3)Jodi Picoult. I know her stuff is a bit bookclubbish, but every time I've picked up one of her novels I can't put it down.

Somena Woman said...

1)1Favourite zombie/virus/unexplained rage movie — serious and/or satire.

The Stuff (starring Michael Moriarty!)

2) Favourite retro TV show.

Moonlighting -- I had such an enourmous teen-crush on Bruce Willis

3) Author that you like that no one else seems to — or at least won’t admit to liking

Stephen King... I have my husband and my best friend in the world who HATE Stephen King, but he's probably the top of my list of guilty pleasures reading. Why? I keep waiting to be annoyed by the latest book, but it never happens. He is immensly readable. And as far as I'm concerned he's never jumped the shark

Red Tory said...

1) Shaun of the Dead for inspired hilarity although I’m not much of a fan of the whole zombie genre of movies.

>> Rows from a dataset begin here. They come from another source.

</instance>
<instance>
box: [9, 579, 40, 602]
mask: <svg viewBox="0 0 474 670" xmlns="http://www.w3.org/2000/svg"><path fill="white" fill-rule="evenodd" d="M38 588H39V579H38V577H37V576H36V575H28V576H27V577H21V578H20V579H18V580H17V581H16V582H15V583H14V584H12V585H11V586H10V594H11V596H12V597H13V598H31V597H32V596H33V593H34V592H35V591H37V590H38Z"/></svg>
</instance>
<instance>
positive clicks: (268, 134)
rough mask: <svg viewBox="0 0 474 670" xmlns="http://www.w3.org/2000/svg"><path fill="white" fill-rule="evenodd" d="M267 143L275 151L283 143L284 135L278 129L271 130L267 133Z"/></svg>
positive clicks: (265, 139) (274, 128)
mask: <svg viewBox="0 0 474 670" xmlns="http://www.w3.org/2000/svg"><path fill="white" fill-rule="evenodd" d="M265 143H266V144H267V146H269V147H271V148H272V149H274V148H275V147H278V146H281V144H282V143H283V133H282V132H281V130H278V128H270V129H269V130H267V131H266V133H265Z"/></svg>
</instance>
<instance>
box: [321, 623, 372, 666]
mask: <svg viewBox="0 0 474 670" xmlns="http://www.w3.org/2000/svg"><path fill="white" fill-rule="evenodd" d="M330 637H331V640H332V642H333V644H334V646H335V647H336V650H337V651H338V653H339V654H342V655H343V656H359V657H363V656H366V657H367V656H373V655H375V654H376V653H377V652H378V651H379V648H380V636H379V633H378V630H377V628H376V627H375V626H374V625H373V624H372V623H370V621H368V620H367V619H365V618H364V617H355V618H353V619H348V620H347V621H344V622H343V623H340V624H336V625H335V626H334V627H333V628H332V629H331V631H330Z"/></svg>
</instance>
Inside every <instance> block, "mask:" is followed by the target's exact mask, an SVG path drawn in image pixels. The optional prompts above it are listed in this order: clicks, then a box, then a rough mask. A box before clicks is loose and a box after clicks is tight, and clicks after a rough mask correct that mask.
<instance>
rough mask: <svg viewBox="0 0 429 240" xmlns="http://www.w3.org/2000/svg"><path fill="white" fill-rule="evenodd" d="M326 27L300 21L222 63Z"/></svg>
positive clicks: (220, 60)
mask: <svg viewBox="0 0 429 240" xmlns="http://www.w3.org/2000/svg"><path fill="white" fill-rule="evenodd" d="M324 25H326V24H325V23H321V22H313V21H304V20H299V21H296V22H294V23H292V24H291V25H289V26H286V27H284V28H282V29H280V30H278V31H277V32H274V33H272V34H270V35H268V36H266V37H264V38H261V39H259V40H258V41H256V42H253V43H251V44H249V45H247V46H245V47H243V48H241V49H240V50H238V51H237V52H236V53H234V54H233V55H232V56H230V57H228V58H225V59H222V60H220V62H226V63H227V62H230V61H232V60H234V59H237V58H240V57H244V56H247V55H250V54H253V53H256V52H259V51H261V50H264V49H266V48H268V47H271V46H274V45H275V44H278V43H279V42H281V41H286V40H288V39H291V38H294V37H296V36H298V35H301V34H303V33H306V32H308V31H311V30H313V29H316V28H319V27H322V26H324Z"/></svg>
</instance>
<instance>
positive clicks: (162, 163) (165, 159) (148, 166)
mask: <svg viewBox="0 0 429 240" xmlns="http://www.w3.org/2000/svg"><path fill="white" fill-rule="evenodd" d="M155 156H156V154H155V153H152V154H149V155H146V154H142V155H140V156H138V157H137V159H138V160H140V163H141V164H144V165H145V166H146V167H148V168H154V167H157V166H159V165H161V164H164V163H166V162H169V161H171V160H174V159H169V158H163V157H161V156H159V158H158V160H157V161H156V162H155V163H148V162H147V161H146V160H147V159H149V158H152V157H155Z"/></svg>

2) The Avengers for its absurdity and endearing quirkiness.

3) Colin Wilson, although he’s all over the map, from serious works on existentialism and philosophy to crackpot parapsychology and the occult. A Criminal History of Mankind, although an incoherent jumble as a book, is a wonderful omnibus of atrocities and human depravity through time.

Balbulican said...

Zombie/rage:

Shaun of the dead for brilliance; Fido for Canadian content; the original Night of the Living Dead for being so revolutionary on a shoestring.

Retro TV:

Ernie Kovacs, now virtually unknown, recently collected in a two DVD collection. The first comedian who actually figured out what "television" was all about, and played with the medium itself.

Guilty reading pleasure:

Since Stephen King and Clive Barker are already taken, I'll add: pulp fiction SF writers from the 1950s. Not the greats like Henlein, Bradbury and Clarke - I mean the second string guys like Kuttner, CL Moore and Brown. (Hey, RT, LOVE Colin Wilson, except when he tries to get scientific with the paranormal. One of the last of those quirky British polymath eccentrics.)